Regular Expression Help - when the components are optional

E

erxuan

The situation is like this:

Given a paragraph, there are 3 subsections that I want to capture and
they have subtitles "Restaurant Description", "Best Known For" and
"Reviews" respectively.

The paragraph can be something like this: "blah blah0... Restaurant
Description blah blah1... Best Known For blah blah2... Reviews blah
blah3..."

I was trying to use
Pattern = "Restaurant Description(.*?)Best Known
For(.*?)Reviews(.*)"; to capture the 3 subsections and then assign
the values to different labels:

string Descritpion = m.Groups[0].ToString();
string Specialities = m.Group[1].ToString();
string Reviews = m.Group2.ToString();

However, any subsection can be optional.

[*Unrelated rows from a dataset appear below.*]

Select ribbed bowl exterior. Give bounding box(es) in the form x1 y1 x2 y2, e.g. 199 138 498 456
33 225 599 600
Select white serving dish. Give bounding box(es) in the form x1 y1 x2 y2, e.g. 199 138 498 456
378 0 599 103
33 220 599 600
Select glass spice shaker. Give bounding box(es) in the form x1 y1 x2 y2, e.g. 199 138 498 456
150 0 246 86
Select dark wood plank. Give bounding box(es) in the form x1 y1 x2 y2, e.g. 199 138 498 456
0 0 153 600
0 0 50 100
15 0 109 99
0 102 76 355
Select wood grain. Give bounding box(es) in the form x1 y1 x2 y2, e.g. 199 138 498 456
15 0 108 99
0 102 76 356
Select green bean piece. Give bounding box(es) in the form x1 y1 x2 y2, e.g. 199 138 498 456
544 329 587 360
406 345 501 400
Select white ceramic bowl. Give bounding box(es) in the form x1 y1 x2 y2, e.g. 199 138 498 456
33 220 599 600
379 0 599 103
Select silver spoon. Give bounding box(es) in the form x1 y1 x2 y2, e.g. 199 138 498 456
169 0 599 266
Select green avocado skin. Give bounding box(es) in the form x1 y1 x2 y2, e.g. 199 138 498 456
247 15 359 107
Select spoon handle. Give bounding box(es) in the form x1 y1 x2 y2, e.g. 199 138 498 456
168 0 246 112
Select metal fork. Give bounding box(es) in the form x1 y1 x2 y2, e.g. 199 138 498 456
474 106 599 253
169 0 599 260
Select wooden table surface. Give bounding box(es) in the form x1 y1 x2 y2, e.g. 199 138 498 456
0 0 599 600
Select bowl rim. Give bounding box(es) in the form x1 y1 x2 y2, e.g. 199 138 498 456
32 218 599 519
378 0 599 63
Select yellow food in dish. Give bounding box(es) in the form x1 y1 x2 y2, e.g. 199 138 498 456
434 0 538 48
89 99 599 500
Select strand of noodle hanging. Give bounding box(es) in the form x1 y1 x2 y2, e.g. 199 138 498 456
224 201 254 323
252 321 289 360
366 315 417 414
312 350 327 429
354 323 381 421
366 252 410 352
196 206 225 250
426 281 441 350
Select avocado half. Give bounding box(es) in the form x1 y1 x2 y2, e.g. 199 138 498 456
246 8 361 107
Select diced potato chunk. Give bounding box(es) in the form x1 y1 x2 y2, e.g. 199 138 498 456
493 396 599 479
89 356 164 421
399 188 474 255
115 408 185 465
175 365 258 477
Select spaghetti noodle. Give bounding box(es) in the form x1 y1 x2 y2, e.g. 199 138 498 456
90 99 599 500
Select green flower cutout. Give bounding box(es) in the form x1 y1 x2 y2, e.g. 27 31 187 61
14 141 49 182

The paragraph can be "blah
blah0 ...Best Known For blah blah1..."

What Regex should I use so that I can capture the right subsection
under such situation?

Thanks a lot!
 
J

Jesse Houwing

Hello erxuan,
The situation is like this:

Given a paragraph, there are 3 subsections that I want to capture and
they have subtitles "Restaurant Description", "Best Known For" and
"Reviews" respectively.

The paragraph can be something like this: "blah blah0... Restaurant
Description blah blah1... Best Known For blah blah2... Reviews blah
blah3..."

I was trying to use
Pattern = "Restaurant Description(.*?)Best Known
For(.*?)Reviews(.*)"; to capture the 3 subsections and then assign
the values to different labels:
string Descritpion = m.Groups[0].ToString();
string Specialities = m.Group[1].ToString();
string Reviews = m.Group2.ToString();
However, any subsection can be optional. The paragraph can be "blah
blah0 ...Best Known For blah blah1..."

What Regex should I use so that I can capture the right subsection
under such situation?

Thanks a lot!

You could use:

"(?:Restaurant Description(?<description>.*))?(?:Best known for(?<knownfor>.*))?(?:Reviews(?<review>.*))?"

I figured there is no real need for using reluctant matching .*?, but it
might be faster depending on the length of each section.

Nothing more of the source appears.